Dinheiro público abastece cofres da Fiems
Além das cotas do Sesi e do Senai, a Fiems é abastecida pelos chamados recursos parafiscais, que são de natureza pública, obtidos por meio de taxas cobradas compulsoriamente na folha de pagamento de empresas e recolhidas com o apoio da Receita Federal, com projeção de arrecadar cerca de R$ 60 milhões este ano.
Apesar de se tratar de dinheiro de origem tributária e de interesse público, a Fiems não possui um Portal da Transparência para detalhar ou especificar como utiliza esses recursos.
Para se ter uma ideia do montante movimentado pela entidade sob administração de Longen, o portal de licitações da Fiems traz a informação de que realizou mais de R$ 120 milhões em compras nos últimos 12 meses.

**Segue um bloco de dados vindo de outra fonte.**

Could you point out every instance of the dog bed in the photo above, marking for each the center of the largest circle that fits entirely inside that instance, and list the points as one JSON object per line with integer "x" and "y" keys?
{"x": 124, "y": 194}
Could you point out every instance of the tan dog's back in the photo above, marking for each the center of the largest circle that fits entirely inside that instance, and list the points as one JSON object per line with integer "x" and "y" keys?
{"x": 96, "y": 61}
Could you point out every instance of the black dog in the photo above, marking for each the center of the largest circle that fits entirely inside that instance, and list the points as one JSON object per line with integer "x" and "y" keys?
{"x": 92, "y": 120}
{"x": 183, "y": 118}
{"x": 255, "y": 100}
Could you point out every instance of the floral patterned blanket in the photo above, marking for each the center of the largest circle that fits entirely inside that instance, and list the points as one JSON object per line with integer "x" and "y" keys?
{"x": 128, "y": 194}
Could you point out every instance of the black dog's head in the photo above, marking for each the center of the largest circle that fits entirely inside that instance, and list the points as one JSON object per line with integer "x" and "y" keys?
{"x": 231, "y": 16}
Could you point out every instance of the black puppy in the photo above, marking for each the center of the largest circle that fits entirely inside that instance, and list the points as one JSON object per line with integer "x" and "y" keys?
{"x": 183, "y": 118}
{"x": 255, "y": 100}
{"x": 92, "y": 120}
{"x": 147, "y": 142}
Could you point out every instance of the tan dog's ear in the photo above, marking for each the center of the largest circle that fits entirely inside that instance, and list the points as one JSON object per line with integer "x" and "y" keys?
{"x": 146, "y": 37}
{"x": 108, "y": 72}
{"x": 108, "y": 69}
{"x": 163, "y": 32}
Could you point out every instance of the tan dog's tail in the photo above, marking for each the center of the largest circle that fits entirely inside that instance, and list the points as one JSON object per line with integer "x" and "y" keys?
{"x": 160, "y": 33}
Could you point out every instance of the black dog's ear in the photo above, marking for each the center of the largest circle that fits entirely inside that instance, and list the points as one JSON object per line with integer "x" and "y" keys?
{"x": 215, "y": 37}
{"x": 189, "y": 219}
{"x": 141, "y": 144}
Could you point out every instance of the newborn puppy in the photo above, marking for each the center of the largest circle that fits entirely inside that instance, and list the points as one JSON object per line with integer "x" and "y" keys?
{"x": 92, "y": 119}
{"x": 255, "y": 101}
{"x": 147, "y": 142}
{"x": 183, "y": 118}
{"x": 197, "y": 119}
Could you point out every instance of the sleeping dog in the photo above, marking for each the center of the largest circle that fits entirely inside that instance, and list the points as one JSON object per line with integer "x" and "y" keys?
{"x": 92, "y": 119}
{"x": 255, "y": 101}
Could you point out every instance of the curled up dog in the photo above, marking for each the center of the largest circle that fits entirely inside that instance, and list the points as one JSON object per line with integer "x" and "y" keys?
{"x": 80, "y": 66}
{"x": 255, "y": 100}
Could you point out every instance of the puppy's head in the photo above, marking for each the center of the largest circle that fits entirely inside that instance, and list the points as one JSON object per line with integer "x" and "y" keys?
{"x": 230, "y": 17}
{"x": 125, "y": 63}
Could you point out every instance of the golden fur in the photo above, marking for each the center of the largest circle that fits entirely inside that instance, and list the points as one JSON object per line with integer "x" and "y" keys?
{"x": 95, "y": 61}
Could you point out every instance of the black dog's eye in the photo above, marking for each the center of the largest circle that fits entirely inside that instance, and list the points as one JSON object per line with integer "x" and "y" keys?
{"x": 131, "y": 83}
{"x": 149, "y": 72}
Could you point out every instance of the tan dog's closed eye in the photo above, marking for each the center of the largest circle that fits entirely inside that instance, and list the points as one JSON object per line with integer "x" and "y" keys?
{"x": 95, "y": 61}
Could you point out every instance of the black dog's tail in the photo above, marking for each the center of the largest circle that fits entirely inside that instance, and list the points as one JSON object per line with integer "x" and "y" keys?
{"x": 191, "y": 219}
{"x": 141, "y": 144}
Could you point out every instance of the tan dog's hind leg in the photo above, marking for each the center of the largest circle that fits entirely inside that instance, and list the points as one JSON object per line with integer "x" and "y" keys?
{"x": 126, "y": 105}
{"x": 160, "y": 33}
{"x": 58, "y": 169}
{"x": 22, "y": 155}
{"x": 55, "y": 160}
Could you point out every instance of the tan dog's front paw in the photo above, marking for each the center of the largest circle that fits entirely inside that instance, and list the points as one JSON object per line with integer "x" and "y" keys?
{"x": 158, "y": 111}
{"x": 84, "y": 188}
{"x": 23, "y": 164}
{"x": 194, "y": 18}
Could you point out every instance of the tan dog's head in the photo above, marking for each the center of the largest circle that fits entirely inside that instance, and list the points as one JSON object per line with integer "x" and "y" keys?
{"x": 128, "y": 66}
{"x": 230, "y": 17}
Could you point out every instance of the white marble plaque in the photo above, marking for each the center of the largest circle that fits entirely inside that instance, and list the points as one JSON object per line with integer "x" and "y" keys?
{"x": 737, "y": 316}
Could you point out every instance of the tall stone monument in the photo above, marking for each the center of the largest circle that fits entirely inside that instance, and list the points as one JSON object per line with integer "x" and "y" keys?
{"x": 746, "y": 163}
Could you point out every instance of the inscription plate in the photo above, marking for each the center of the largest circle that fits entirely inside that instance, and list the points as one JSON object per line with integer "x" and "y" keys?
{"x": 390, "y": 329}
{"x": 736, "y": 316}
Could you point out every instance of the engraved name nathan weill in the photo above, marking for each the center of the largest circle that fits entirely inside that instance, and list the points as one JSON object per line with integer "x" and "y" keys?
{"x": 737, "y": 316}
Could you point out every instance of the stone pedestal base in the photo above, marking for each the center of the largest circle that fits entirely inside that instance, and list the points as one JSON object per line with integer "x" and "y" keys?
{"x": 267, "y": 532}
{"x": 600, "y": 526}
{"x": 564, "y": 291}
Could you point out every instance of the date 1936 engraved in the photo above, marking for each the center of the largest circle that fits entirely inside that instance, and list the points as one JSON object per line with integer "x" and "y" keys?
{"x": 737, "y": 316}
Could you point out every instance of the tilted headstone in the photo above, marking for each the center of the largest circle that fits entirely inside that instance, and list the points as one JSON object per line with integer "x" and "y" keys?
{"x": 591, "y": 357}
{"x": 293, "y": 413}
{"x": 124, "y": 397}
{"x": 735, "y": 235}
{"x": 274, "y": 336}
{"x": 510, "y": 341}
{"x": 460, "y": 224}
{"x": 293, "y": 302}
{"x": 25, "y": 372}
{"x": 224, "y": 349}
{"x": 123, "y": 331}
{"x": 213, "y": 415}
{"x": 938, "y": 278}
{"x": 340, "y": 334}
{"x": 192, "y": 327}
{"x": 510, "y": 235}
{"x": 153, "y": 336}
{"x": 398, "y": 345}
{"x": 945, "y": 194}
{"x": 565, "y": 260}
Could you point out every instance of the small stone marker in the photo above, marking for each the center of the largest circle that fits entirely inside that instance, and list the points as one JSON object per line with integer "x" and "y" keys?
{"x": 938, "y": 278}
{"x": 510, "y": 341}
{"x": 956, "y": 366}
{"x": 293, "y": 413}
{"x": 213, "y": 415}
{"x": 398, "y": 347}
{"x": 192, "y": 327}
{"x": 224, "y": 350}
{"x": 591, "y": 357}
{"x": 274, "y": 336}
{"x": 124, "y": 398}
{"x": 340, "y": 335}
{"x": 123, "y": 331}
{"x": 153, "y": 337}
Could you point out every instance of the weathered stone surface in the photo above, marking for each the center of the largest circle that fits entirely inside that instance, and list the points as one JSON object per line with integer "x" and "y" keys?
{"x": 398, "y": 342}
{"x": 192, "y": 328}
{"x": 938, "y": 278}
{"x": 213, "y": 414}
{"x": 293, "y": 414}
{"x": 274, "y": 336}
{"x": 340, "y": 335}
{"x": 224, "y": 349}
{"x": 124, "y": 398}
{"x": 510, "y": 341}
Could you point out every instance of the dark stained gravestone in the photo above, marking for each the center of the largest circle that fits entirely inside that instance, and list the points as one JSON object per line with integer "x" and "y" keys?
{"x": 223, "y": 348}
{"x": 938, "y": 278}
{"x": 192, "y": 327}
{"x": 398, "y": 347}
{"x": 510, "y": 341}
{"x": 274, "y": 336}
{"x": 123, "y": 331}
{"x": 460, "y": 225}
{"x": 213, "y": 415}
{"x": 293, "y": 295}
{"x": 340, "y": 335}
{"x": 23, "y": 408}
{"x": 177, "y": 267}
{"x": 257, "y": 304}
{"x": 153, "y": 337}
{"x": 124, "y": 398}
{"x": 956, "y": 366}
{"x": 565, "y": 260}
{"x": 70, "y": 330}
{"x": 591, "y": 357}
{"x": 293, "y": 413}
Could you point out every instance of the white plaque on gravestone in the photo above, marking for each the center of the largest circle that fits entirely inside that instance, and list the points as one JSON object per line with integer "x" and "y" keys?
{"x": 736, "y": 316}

Dessa forma, a CGU passou a monitorar a entidade, e auditorias anteriores no Sesi-MS já haviam apontado gargalos e inconsistências na aplicação dessas verbas, com o avanço das denúncias que envolvem a gestão de Sérgio Longen.

Licitações de Longen na mira da CGU
O Jornal Midiamax publicou série de reportagens com denúncias de ex-funcionários e fornecedores, que afirmam existir uma rede de CNPJs controlados pela diretoria da entidade dos industriários para desviar milhões em contratos com o Sistema S, que recebe recursos parafiscais diretamente da Receita Federal.
Segundo os relatos, o suposto esquema foi arquitetado para ganhar contratos de prestação de serviços difíceis de serem conferidos depois, ampliando a margem para superfaturamentos e desvios.
Em nota oficial, a CGU informou que usará as reportagens do Jornal Midiamax como subsídio para o planejamento de suas ações de controle em 2027, ressaltando sua competência para fiscalizar o uso finalístico das verbas do Sistema S, por se tratar de recursos de natureza parafiscal, cuja inclusão em auditorias futuras dependerá de critérios técnicos de priorização e da capacidade operacional da unidade regional em Mato Grosso do Sul.
Em 2024, auditoria da CGU expôs rombo de R$ 24,7 milhões nas contas do Sesi-MS e alertou para diminuição de vagas gratuitas em cursos para a população.
Atestado falso e relatório frágil
A partir das denúncias, o núcleo investigativo do Jornal MIdiamax chegou até um comerciante local que afirmou ter assinado um documento falso utilizado por um desses CNPJs para ganhar uma licitação milionária da Fiems. Dessa forma, a Acto Soluções em Tecnologia (CNPJ 31.356.145/0001-53) conquistou contrato com o Sistema S.
A reportagem localizou, ainda, documentos públicos revelando que um dos sócios da Acto possui e-mail institucional da Fiems.
O esquema, que utilizaria atestados de capacidade técnica falsos — usados para vencer licitações —, não conseguia emplacar além dos limites controlados por Longen. Atestados emitidos pelo Sesi e Senai, usados pela Acto, foram rejeitados em uma licitação do Senar-MS (Serviço Nacional de Aprendizagem Rural de MS).